Interior Gateway Protocol (IGP)

IGP, or Interior Gateway Protocol, is a type of routing protocol used for distributing routing information within autonomous systems in large internetworks based on the TCP/IP protocol.

What is IGP (Interior Gateway Protocol)?

A type of routing protocol used for distributing routing information within autonomous systems in large internetworks based on the TCP/IP protocol (such as the Internet).

How it works

Interior Gateway Protocols (IGPs) specify how routers within an autonomous system (AS) exchange routing information with other routers within the same autonomous system. This is in contrast to Exterior Gateway Protocols (EGPs), which facilitate the exchange of routing information between different autonomous systems.

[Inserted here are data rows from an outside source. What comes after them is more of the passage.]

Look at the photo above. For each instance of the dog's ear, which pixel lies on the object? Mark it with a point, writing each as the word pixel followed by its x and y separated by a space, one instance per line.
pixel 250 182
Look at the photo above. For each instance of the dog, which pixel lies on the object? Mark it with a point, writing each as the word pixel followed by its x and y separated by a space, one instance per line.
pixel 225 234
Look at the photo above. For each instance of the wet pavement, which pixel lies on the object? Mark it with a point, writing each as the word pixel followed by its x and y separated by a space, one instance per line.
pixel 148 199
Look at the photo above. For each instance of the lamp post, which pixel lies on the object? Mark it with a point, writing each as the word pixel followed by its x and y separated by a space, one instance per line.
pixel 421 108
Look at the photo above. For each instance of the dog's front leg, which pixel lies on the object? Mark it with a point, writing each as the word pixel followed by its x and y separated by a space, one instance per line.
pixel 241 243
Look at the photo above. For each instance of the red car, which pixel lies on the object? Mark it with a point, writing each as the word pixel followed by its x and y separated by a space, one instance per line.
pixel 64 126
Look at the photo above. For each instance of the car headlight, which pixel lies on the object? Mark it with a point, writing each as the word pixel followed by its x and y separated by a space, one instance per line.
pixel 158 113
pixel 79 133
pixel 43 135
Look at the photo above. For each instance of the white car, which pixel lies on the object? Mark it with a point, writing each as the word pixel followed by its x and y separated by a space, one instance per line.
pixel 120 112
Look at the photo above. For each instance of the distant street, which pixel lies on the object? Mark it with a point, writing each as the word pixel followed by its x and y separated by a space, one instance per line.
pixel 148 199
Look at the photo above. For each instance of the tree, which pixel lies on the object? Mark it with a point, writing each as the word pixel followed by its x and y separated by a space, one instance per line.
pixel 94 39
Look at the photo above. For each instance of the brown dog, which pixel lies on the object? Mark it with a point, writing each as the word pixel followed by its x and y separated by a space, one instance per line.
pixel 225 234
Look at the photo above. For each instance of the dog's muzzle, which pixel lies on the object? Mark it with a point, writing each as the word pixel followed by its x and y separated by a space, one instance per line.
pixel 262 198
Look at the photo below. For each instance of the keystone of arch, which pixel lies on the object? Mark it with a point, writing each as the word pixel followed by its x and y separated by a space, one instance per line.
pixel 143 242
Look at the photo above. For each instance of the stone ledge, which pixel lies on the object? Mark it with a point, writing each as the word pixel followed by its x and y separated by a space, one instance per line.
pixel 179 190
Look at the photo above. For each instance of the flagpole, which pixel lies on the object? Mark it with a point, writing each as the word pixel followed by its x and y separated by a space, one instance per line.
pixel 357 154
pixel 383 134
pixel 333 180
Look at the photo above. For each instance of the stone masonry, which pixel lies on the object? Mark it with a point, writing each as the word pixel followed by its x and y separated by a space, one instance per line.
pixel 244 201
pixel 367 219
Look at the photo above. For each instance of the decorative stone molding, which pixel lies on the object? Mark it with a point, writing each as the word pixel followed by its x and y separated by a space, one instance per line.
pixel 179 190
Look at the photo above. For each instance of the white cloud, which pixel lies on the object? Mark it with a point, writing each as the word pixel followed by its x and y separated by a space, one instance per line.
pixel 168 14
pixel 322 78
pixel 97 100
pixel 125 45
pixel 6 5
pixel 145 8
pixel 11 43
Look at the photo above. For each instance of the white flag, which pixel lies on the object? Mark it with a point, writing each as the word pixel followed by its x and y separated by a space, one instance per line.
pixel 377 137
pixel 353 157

Examples of IGPs for TCP/IP internetworks include the following:

  • Routing Information Protocol (RIP) for Internet Protocol (IP), which is based on the distance-vector algorithm. RIP is a popular protocol for small to medium-sized internetworks.
  • Open Shortest Path First (OSPF) Protocol, which is based on the link-state algorithm. OSPF is used mainly on medium to large-sized internetworks.
  • Interior Gateway Routing Protocol (IGRP), a distance-vector protocol developed by Cisco Systems.

Graphic I-7. A network using IGP to route information within an autonomous system and EGP to route information between autonomous systems.

NOTE

Microsoft Windows NT version 4 with the Routing and Remote Access Service (RRAS) installed and Windows 2000 with Routing and Remote Access installed support RIP for IP and for OSPF.